+1, +1, +1 (non-binding)
Supporting Comments:
Build-time scripts: Using a platform independent language such as python (or
maven in certain cases) will greatly help in reducing build breaks and improve
on build script maintainability.
Run-time scripts: Most run-time scripts are end-user visible and are scripts
that are needed to be run by admin such as starting/stop Hadoop cluster
(hadoop-daemons) or by developers submitting a job (hadoop.cmd). There seem to
be two types of script files:
- Scripts intended for a cluster admin or an IT admin:
- It is desirable to use a common set of python scripts that work
across all platforms. However, in a Windows enterprise environment IT admins
won't like it if they have to run python scripts to start/stop a cluster. So
for these, there should be a PowerShell interface wrapper that can accept the
right parameters and pass it down to the python script. Hopefully, the
power-shell layer can be a simple pass-thru. This way the python scripts is
like any other Java code hidden behind a well-known API surface.
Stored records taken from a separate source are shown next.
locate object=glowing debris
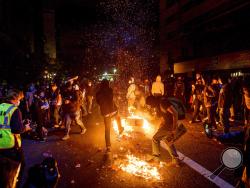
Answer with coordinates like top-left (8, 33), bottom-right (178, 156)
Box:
top-left (119, 154), bottom-right (161, 180)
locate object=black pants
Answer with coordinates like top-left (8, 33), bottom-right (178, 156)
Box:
top-left (50, 105), bottom-right (60, 125)
top-left (104, 115), bottom-right (123, 148)
top-left (207, 106), bottom-right (216, 127)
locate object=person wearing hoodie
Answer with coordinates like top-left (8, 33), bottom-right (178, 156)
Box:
top-left (151, 75), bottom-right (164, 97)
top-left (126, 77), bottom-right (137, 109)
top-left (96, 79), bottom-right (124, 153)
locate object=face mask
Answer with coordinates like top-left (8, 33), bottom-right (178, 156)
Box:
top-left (15, 100), bottom-right (20, 107)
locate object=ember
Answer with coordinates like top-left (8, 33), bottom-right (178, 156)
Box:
top-left (119, 154), bottom-right (161, 180)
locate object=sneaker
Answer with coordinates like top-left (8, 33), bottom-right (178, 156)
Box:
top-left (166, 158), bottom-right (181, 167)
top-left (147, 155), bottom-right (160, 164)
top-left (80, 128), bottom-right (87, 135)
top-left (62, 134), bottom-right (70, 141)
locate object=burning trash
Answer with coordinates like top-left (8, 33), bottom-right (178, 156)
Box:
top-left (118, 154), bottom-right (161, 180)
top-left (113, 119), bottom-right (133, 137)
top-left (112, 114), bottom-right (155, 138)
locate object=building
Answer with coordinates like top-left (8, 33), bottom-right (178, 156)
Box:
top-left (160, 0), bottom-right (250, 74)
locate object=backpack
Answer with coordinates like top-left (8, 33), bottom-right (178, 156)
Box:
top-left (167, 97), bottom-right (186, 120)
top-left (145, 96), bottom-right (186, 120)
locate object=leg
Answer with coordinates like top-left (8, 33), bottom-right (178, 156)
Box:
top-left (87, 96), bottom-right (93, 113)
top-left (192, 99), bottom-right (199, 122)
top-left (81, 103), bottom-right (88, 117)
top-left (54, 106), bottom-right (59, 125)
top-left (75, 111), bottom-right (86, 132)
top-left (164, 141), bottom-right (178, 159)
top-left (222, 108), bottom-right (230, 133)
top-left (104, 117), bottom-right (112, 149)
top-left (211, 105), bottom-right (217, 128)
top-left (114, 114), bottom-right (124, 134)
top-left (65, 114), bottom-right (72, 135)
top-left (206, 107), bottom-right (212, 124)
top-left (152, 127), bottom-right (171, 157)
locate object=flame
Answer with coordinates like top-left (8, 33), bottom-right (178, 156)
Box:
top-left (129, 114), bottom-right (154, 137)
top-left (112, 115), bottom-right (155, 138)
top-left (119, 154), bottom-right (161, 180)
top-left (113, 119), bottom-right (133, 137)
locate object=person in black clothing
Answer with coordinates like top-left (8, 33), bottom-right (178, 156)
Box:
top-left (32, 90), bottom-right (49, 141)
top-left (174, 76), bottom-right (186, 105)
top-left (147, 98), bottom-right (181, 167)
top-left (190, 78), bottom-right (205, 123)
top-left (96, 79), bottom-right (124, 153)
top-left (218, 76), bottom-right (233, 133)
top-left (48, 83), bottom-right (62, 128)
top-left (204, 78), bottom-right (219, 129)
top-left (86, 80), bottom-right (94, 114)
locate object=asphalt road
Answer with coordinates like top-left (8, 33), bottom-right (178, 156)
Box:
top-left (21, 110), bottom-right (243, 188)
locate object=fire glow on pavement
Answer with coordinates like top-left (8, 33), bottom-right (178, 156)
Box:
top-left (119, 154), bottom-right (161, 180)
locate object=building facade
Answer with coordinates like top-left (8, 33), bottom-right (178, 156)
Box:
top-left (160, 0), bottom-right (250, 74)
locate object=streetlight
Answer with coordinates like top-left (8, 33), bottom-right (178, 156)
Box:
top-left (114, 68), bottom-right (117, 74)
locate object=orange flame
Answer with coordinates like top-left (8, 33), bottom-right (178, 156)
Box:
top-left (119, 154), bottom-right (161, 180)
top-left (113, 119), bottom-right (133, 137)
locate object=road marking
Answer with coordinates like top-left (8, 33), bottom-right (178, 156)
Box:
top-left (160, 142), bottom-right (235, 188)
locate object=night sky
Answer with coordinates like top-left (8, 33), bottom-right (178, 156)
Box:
top-left (0, 0), bottom-right (159, 84)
IT Admins
can't debug it or modify it easily, but this is fine since for scripts like the
aforementioned there isn't a requirement that IT Admins should be able to
easily be able to view/modify the underlying code.
- For Windows specific things not supported by Python natively, such as
setting ACLs, starting/stopping windows services it should be possible to
re-factor the code appropriately. But a little bit of powershell/cmd for these
call outs would be unavoidable.
- Scripts intended for developers/cluster users:
- Most of these scripts (e.g. hadoop.cmd) would be behind other API
surface such as WebHDFS, ODBC, JDBC, Templeton etc. So the advantage of having
a common script across platforms outweighs the use of cmd/powershell as a
native windows feature. Again, it should also be possible to provide simple
powershell wrappers for a windows environment.
Thanks, Mahadevan.
-----Original Message-----
From: Ivan Mitic [mailto:[email protected]]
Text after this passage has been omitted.